Obama e os 3 Envelopes
Diz uma piada antiga que quando o novo CEO de uma grande empresa estava prestes a tomar posse do cargo, viu em sua mesa três envelopes numerados deixados por seu antecessor. O bilhete que acompanhava os envelopes instruía o novo dirigente a abri-los em sequência, caso viesse a enfrentar grandes dificuldades durante o seu mandato. Passados alguns meses, o CEO viu-se obrigado a abrir o primeiro, que dizia “Ponha a culpa em mim, o seu antecessor”. Dito e feito. Um tempo depois, o CEO teve de abrir o segundo, que recomendava: “Reestruture a empresa”. A recomendação foi seguida à risca, mas a empresa continuou a enfrentar sérios problemas. O CEO então abriu o terceiro, que continha a seguinte mensagem fatídica: “Comece a escrever três cartas”. A julgar pelo discurso de Obama após a divulgação do orçamento para 2011, o Presidente americano abriu o primeiro envelope.

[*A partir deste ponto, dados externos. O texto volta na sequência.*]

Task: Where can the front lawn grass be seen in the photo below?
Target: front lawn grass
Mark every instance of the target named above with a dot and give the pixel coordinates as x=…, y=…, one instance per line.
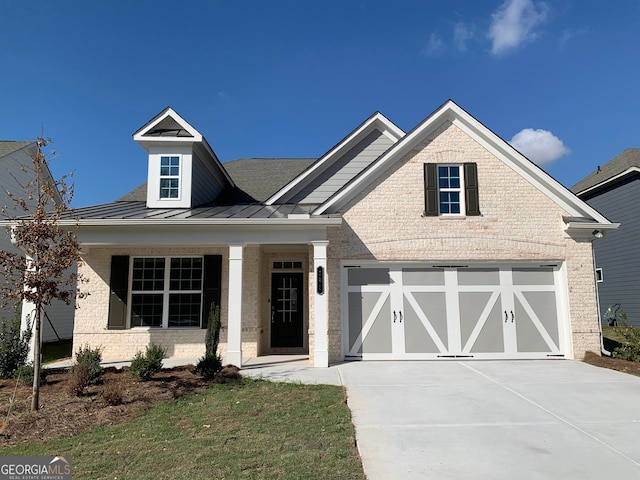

Obama não poupou palavras para culpar a administração Bush pelo estado lastimável das contas públicas americanas. O Presidente enfatizou que devido aos excessos do governo anterior e à recessão, seu mandato iniciou-se com um déficit nominal de US$ 1,3% do PIB, o que é verdade. Entretanto, a precária situação fiscal americana não será resolvida tão cedo, conforme mostram os números do novo orçamento. Com o plano sequenciado, que prevê estímulos adicionais para o mercado de trabalho este ano, seguido de um esforço de redução do déficit somente a partir do ano que vem, as contas públicas americanas apresentarão um rombo de 10,6% do PIB este ano e de 8,3% no ano que vem. O gráfico abaixo dá a dimensão da importância histórica destes números. Como se vê, tirando o episódio do pós-guerra, “nunca antes na história daquele país” o déficit foi tão elevado persistentemente (as barras em vermelho são as projeções da Casa Branca para 2011 e 2012, respectivamente).
Gráfico 1

Aliás, a figura acima somada à divulgação do PIB do quarto trimestre na semana passada chamam a atenção para outro fato alarmante. As manchetes dos jornais sobre o PIB de 2009 ressaltaram que este foi o pior resultado desde 1946. Só que naquela altura, os EUA haviam feito um esforço fiscal de 14% do PIB, reduzindo o déficit de 21,5% para 7,2% em um ano – esforço este quase completamente vinculado à eliminação dos gastos com a 2ª guerra. No caso atual, a economia americana sofreu uma forte contração entre 2008 e 2009 com uma deterioração fiscal quase sem precendentes históricos, da ordem de 6,7% do PIB. Considerando-se que o resultado nominal consistente com a estabilidade da razão dívida/PIB, conforme os cálculos das autoridades, é de 3%, os EUA precisam em algum momento engendrar um ajuste de mais de 7% do PIB. Isso reduz consideravelmente as esperanças de que a economia americana possa voltar a crescer vigorosamente nos próximos anos. Ou seja, o cenário é consistente com a abertura do segundo envelope…
Por fim, merece destaque o fato de que, no orçamento de 2011, o déficit nominal só comece a se normalizar em 2012, no final do mandato de Obama, ficando em torno de 5% do PIB. Caso o governo implemente as medidas anunciadas para alcançar este resultado, o impacto sobre o crescimento poderá ser severo. Por outro lado, se a fragilidade da economia americana impossibilitar as medidas de ajuste, não faltarão críticos para argumentar que a administração Obama não conseguiu fazer nada direito. Só restará, portanto, o terceiro envelope.